The root cause of this problem is plymouth, indeed.

The 'chvt N' command blocks if the VT/tty is in VT_AUTO + KD_GRAPHICS
state.

In this state the kernel bails out early in the ioctl(VT_ACTIVATE) syscall
and does not post the VT_EVENT_SWITCH event the ioctl(VT_WAITACTIVE) syscall
will be waiting for -- causing chvt to block.

The function path is:

  vt_ioctl(tty0, VT_ACTIVATE, ...)
  -> set_console()
     -> if (... VT_AUTO && KD_GRAPHICS ...) return -EINVAL; <<-- bails out.
     -> schedule_console_callback(); return 0; <<-- continue to send event.
        -> console_callback()
           -> change_console()
              -> complete_change_console()
                 -> vt_event_post(VT_EVENT_SWITCH, ...)

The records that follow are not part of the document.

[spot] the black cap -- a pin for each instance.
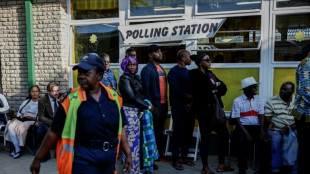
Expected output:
(89, 61)
(153, 48)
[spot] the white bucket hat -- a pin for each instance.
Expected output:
(248, 82)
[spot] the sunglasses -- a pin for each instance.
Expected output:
(207, 60)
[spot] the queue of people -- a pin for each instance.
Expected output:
(97, 119)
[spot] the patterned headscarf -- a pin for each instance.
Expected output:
(126, 61)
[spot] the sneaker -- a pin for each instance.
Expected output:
(16, 155)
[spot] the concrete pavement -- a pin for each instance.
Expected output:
(8, 165)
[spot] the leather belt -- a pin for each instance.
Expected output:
(104, 145)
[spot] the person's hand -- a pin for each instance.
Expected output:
(248, 137)
(265, 137)
(285, 130)
(35, 166)
(271, 126)
(128, 163)
(214, 91)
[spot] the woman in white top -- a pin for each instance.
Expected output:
(26, 116)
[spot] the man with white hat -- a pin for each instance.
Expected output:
(248, 110)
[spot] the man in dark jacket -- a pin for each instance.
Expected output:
(47, 108)
(155, 89)
(180, 101)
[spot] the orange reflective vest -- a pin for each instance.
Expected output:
(65, 145)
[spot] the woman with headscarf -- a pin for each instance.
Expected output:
(204, 85)
(130, 87)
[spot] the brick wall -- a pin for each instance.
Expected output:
(50, 47)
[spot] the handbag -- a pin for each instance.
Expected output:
(289, 148)
(218, 114)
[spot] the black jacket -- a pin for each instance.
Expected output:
(202, 88)
(130, 87)
(150, 80)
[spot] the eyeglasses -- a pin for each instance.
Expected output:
(207, 60)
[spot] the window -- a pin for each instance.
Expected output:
(97, 39)
(155, 7)
(292, 3)
(232, 78)
(292, 34)
(227, 5)
(282, 75)
(94, 9)
(237, 41)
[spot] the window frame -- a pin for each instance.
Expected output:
(154, 16)
(225, 12)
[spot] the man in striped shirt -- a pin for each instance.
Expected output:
(277, 113)
(248, 110)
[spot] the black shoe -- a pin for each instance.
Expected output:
(242, 172)
(45, 159)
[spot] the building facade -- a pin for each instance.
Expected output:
(259, 38)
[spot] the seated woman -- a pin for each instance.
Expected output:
(130, 87)
(26, 116)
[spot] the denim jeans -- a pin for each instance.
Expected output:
(41, 132)
(13, 137)
(276, 151)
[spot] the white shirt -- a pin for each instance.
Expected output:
(52, 100)
(248, 110)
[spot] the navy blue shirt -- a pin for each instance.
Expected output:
(95, 121)
(179, 85)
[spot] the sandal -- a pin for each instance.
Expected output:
(225, 169)
(177, 165)
(205, 169)
(187, 162)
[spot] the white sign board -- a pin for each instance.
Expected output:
(170, 31)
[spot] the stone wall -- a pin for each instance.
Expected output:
(50, 47)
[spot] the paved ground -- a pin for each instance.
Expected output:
(8, 165)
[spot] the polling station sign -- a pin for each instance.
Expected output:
(170, 31)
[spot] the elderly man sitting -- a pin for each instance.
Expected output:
(4, 108)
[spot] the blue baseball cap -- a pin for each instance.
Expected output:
(89, 61)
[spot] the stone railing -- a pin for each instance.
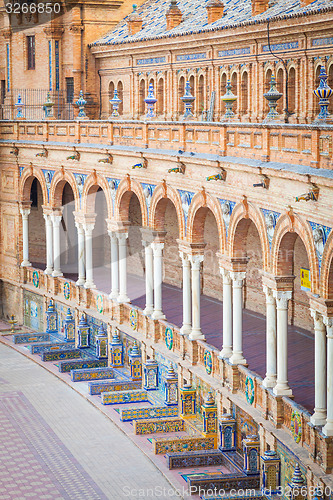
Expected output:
(296, 144)
(282, 412)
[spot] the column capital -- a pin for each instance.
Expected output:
(282, 298)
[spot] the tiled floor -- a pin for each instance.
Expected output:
(300, 342)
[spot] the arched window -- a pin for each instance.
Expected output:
(291, 90)
(120, 96)
(111, 91)
(280, 87)
(142, 92)
(160, 97)
(244, 93)
(181, 90)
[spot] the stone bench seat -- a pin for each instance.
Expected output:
(120, 397)
(129, 414)
(60, 354)
(202, 458)
(27, 338)
(112, 386)
(163, 445)
(91, 374)
(49, 346)
(156, 425)
(67, 366)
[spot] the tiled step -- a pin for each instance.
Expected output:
(91, 374)
(27, 338)
(155, 425)
(196, 458)
(164, 445)
(49, 346)
(126, 415)
(67, 366)
(60, 354)
(220, 481)
(112, 385)
(119, 397)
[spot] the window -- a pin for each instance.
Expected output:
(31, 51)
(69, 89)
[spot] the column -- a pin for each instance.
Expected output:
(114, 266)
(328, 429)
(158, 278)
(270, 379)
(81, 254)
(49, 244)
(282, 388)
(319, 416)
(186, 328)
(149, 276)
(226, 351)
(122, 242)
(25, 236)
(56, 219)
(196, 333)
(88, 229)
(237, 357)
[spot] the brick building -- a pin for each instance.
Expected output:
(206, 240)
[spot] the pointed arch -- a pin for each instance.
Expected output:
(196, 219)
(157, 210)
(126, 188)
(92, 184)
(26, 179)
(294, 225)
(241, 216)
(57, 186)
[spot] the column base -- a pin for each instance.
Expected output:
(269, 382)
(282, 390)
(185, 330)
(89, 285)
(57, 274)
(25, 263)
(319, 417)
(328, 428)
(196, 335)
(123, 299)
(225, 353)
(158, 315)
(237, 359)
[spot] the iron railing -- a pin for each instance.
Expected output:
(33, 101)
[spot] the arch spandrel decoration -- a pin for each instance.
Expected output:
(293, 223)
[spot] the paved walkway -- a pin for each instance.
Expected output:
(55, 445)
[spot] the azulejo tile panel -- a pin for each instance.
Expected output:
(151, 426)
(67, 366)
(118, 397)
(171, 445)
(149, 412)
(91, 374)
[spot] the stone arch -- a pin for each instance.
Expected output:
(157, 209)
(92, 184)
(57, 186)
(326, 282)
(201, 202)
(240, 219)
(26, 179)
(124, 193)
(287, 228)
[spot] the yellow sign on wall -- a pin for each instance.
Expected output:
(305, 280)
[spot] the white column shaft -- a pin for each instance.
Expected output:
(149, 277)
(237, 318)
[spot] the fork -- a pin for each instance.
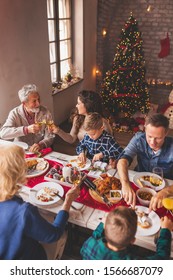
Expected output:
(93, 187)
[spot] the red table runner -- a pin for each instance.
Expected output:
(85, 197)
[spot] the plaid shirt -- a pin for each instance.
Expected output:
(146, 158)
(105, 144)
(95, 248)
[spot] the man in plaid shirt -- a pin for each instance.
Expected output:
(97, 144)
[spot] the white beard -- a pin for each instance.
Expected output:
(35, 110)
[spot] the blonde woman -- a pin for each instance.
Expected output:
(22, 228)
(88, 101)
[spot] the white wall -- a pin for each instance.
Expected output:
(85, 56)
(24, 55)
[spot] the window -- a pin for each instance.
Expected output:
(60, 37)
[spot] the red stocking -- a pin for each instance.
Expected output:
(165, 47)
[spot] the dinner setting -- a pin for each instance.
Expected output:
(50, 174)
(86, 131)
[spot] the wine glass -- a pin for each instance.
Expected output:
(168, 202)
(41, 121)
(76, 176)
(158, 170)
(156, 181)
(49, 123)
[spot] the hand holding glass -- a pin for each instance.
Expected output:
(158, 170)
(41, 121)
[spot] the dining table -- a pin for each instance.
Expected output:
(85, 211)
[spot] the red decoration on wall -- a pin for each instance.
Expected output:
(165, 47)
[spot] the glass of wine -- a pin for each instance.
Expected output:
(168, 202)
(41, 121)
(158, 170)
(49, 123)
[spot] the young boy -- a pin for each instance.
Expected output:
(112, 241)
(97, 144)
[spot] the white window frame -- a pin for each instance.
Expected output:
(59, 15)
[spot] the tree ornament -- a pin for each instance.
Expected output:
(165, 47)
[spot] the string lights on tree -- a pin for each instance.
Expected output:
(124, 87)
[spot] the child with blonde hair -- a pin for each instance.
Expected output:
(112, 241)
(97, 144)
(22, 227)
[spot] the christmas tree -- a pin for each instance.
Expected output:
(124, 88)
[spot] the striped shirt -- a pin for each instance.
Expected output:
(105, 144)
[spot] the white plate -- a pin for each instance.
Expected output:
(39, 189)
(21, 144)
(98, 165)
(74, 164)
(35, 173)
(146, 183)
(153, 219)
(18, 143)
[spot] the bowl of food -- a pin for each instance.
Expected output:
(144, 195)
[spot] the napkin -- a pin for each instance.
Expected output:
(41, 153)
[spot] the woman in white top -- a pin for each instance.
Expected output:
(87, 102)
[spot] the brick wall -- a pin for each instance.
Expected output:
(154, 25)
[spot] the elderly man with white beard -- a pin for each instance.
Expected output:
(21, 122)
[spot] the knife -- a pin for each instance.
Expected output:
(62, 198)
(59, 158)
(79, 185)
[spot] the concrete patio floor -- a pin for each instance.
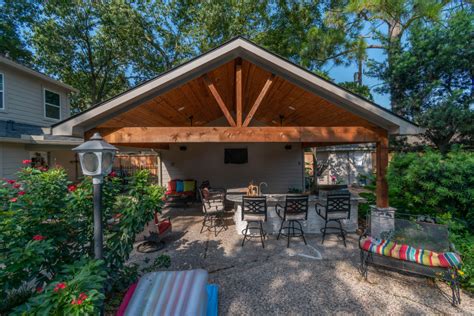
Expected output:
(281, 281)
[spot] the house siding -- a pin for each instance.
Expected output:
(11, 158)
(280, 168)
(24, 98)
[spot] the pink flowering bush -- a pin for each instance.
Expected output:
(77, 291)
(46, 229)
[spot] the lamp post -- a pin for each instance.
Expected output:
(96, 157)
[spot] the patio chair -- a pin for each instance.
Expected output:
(337, 208)
(213, 207)
(294, 211)
(153, 239)
(254, 212)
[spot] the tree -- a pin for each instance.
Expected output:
(13, 16)
(362, 90)
(434, 75)
(101, 48)
(398, 17)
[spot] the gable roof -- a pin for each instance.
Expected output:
(7, 61)
(235, 48)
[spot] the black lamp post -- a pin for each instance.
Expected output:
(97, 159)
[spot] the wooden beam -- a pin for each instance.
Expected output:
(259, 100)
(381, 191)
(327, 144)
(144, 145)
(308, 134)
(212, 88)
(238, 92)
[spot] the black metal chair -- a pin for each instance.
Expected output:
(294, 211)
(337, 208)
(254, 212)
(213, 207)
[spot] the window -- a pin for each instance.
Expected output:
(2, 93)
(52, 105)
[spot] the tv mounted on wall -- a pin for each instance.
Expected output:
(235, 155)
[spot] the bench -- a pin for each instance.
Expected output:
(410, 245)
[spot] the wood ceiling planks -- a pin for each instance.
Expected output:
(193, 99)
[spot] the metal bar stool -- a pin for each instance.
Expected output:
(213, 207)
(254, 212)
(295, 210)
(337, 208)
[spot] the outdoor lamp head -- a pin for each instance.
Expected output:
(96, 156)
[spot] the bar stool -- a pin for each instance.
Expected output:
(295, 210)
(254, 212)
(337, 208)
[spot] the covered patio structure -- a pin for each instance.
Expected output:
(240, 95)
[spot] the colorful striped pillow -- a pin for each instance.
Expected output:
(404, 252)
(179, 186)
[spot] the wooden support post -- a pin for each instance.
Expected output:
(259, 100)
(382, 163)
(212, 88)
(238, 92)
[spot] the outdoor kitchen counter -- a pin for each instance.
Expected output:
(311, 226)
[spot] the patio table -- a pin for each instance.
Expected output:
(312, 226)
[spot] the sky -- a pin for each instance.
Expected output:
(343, 73)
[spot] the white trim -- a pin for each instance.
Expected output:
(37, 74)
(53, 105)
(3, 108)
(236, 48)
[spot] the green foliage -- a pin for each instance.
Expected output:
(361, 90)
(430, 79)
(78, 290)
(46, 229)
(433, 184)
(440, 186)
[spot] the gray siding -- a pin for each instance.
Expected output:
(11, 159)
(272, 163)
(24, 100)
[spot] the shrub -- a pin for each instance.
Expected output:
(443, 187)
(46, 235)
(433, 184)
(78, 290)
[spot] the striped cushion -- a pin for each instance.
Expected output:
(170, 293)
(404, 252)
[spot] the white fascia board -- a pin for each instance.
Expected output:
(76, 125)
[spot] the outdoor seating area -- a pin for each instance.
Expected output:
(415, 245)
(326, 276)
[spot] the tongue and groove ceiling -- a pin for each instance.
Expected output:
(283, 103)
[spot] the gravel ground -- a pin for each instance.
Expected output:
(281, 281)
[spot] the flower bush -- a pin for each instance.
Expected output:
(46, 238)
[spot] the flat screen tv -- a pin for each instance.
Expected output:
(235, 155)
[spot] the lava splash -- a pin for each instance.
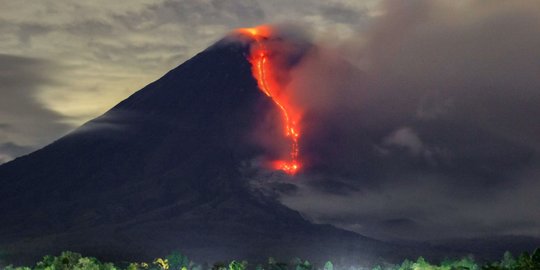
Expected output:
(264, 73)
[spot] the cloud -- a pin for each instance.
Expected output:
(25, 124)
(427, 118)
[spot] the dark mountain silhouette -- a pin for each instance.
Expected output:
(160, 171)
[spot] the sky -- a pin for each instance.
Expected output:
(434, 130)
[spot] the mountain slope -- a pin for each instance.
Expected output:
(160, 171)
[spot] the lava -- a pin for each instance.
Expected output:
(264, 73)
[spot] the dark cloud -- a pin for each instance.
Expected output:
(24, 123)
(430, 122)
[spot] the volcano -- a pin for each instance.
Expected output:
(162, 171)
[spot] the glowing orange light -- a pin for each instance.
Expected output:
(264, 73)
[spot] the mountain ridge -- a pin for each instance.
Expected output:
(160, 171)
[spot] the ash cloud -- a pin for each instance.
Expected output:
(429, 120)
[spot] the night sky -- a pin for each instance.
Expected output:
(430, 108)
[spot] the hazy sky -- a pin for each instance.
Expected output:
(64, 62)
(438, 135)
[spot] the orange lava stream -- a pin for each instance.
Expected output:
(262, 71)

  vt_ioctl(tty0, VT_WAITACTIVE, ...)
  -> vt_waitactive()
     -> __vt_event_wait(VT_EVENT_SWITCH) <<-- blocks/wait to receive event.     
  

gdm properly sets the VT out of VT_AUTO mode (which causes chvt not to block)
after it tells plymouth to deactivate.

BUT plymouth can set it back to VT_AUTO mode afterward, regardless, while it
handles the udev event of the DRM/DRI graphics card addition, as that causes
the VT/tty to be reconfigured.

This can be verified with plymouth debugging, e.g., kernel boot option
'plymouth.debug=file:/run/plymouth.debug', plus source code inspection:

1) gdm calls 'plymouth deactivate', which calls
   ply_terminal_close()
    -> ply_terminal_stop_watching_for_vt_changes()
       -> if (terminal->is_watching_for_vt_changes == true) ioctl(VT_SETMODE, 
VT_AUTO)
       -> terminal->is_watching_for_vt_changes = false

 [ply-boot-server.c:LINE]             
print_connection_process_identity:connection is from pid PID (/bin/plymouth 
deactivate) with parent pid PID (/usr/sbin/gdm)
...
 [ply-terminal.c:LINE]                            ply_terminal_close:restoring 
color palette
 [ply-terminal.c:LINE]                            ply_terminal_close:stop 
watching tty fd
...

2) plymouth udev event timeout expires, it notices the DRM/DRI devices,
   and re-enables the VT watching while processing those; in the calls:

   ply_terminal_open()
   -> ply_terminal_watch_for_vt_changes()
      -> terminal->is_watching_for_vt_changes = true;

 [ply-device-manager.c:LINE]                      
create_devices_from_udev:Timeout elapsed, looking for devices from udev
 ...
 [ply-device-manager.c:LINE] 
create_devices_for_terminal_and_renderer_type:creating devices for 
/dev/dri/card0 (renderer type: 1) (terminal: /dev/tty1)
 ...
 [./plugin.c:LINE]                                   load_driver:Opening 
'/dev/dri/card0'
 [ply-terminal.c:LINE]                             ply_terminal_open:trying to 
open terminal '/dev/tty1'


3) init calls 'plymouth quit --retain-splash' which goes into
   ply_terminal_close() again, and since watching is true, it
   sets the VT into VT_AUTO again (see calls in #1 above) ...
   (*after* gdm had already set the VT up out of VT_AUTO).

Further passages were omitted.